Sparkster Development Update. WE August 17th 2018.

sparkster (35)in #development • 6 years ago (edited)

Last week, we detailed some challenges and problems we were solving with respect to our block chain. In this article, we will continue this discussion and focus specifically on the challenges and progress we have made this week to update on where we stand with the engineering process of our block chain technology.

We ended last week with a theoretical discussion on indexes and how we intend to handle quick retrieval and storage of data in our block chain. We will proceed to detail this process further, coinciding with our implementation.

In order to successfully utilize our indexes, we have to take a C-style expression like (“amount”<50) and evaluate it against our datastore.

This expression’s goal is to give us all records that contain an amount field whose value is less than 50. The problem here is that the expression is fed to the system in what is known as infix form. This is no problem for a simple expression such as what we have shown above. Imagine, however, if we had an expression such as (“age”<30 OR “height” > 5 feet AND “hometown” = US). Following the rules of Boolean Algebra, the AND takes precedence over the OR. This is no problem for us as humans, but poses issues for a computer. The reason is that the computer must first scan the expression and find the highest precedence operator (AND.) Then it must compute “height” > 5 feet AND “hometown” = US (we’ll call this B); after this, it must scan the expression again, looking for the next highest-precedence operator (the OR.) It will then compute “age” < 30 OR B.

As we can see, the computer must perform two passes on the expression to properly compute the result, a process that can become expensive as the expression grows. We can solve this by separating the expression into parts delimited by logical operators (so part A will be (“age”<30), part B will be (“height”>5 feet), and part C will be (“hometown”=US)); however, we can further introduce complex precedence rules such as parentheses, causing the computer to scan the expression even more times, and rendering the method of tokenizing by logical operators insufficient, because now the computer has to consider if the operators appear inside sets of parentheses before tokenizing them.
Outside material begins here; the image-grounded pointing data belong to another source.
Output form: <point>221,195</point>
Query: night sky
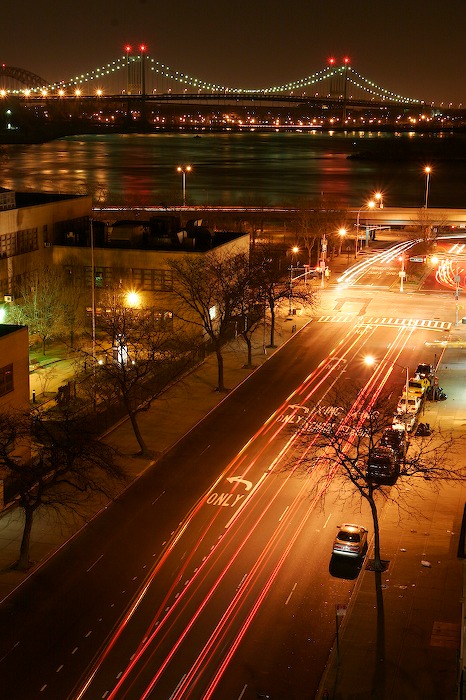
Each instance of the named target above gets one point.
<point>415,48</point>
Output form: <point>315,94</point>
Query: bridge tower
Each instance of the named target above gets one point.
<point>136,71</point>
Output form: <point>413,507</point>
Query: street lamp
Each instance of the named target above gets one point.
<point>342,233</point>
<point>427,171</point>
<point>294,251</point>
<point>183,169</point>
<point>402,272</point>
<point>368,205</point>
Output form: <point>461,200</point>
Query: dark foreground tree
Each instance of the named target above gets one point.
<point>63,466</point>
<point>136,356</point>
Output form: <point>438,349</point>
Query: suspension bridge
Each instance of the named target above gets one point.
<point>141,74</point>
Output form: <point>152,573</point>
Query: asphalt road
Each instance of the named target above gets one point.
<point>210,576</point>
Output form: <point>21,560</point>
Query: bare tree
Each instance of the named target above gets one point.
<point>41,305</point>
<point>67,467</point>
<point>273,286</point>
<point>343,443</point>
<point>209,288</point>
<point>317,221</point>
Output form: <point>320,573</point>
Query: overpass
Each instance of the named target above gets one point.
<point>386,216</point>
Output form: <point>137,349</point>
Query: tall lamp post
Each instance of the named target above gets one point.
<point>184,169</point>
<point>342,233</point>
<point>370,361</point>
<point>378,196</point>
<point>427,171</point>
<point>366,205</point>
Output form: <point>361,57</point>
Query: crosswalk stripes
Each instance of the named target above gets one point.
<point>428,324</point>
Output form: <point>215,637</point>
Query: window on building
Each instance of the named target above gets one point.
<point>6,379</point>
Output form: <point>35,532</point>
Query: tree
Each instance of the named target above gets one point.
<point>316,220</point>
<point>273,287</point>
<point>67,465</point>
<point>209,288</point>
<point>343,442</point>
<point>135,356</point>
A better solution to this problem is to convert the expression from its infix form to its postfix form. In postfix form, operators are ordered left to right according to their precedence, and appear after the operands on which they operate. The computer only has to perform one pass over the expression to evaluate it, saving many CPU cycles.

Consider the expression (“age”<30 OR “height” > 5 feet AND “hometown” = US) again. In postfix form, the expression looks like: "age" 30 < "height" 5feet > "hometown" US = AND OR. Here, the computer will consume the “age” and 30 operands. When it finds the less-than symbol, it will compute “is age less than 30?” We’ll call this result A. Next it consumes the “height” and 5 feet operands. When it finds the greater-than symbol, it will compute “is height greater than 5 feet?” We’ll call this result B. Next, it will consume the “hometown” and US operands. When it finds the equals-to symbol, it will compute “is the hometown equal to US?” We’ll call this result C. Next, the computer consumes the AND symbol, so it computes (B AND C.) Finally, it consumes an OR symbol, so it computes (A OR [B AND C]).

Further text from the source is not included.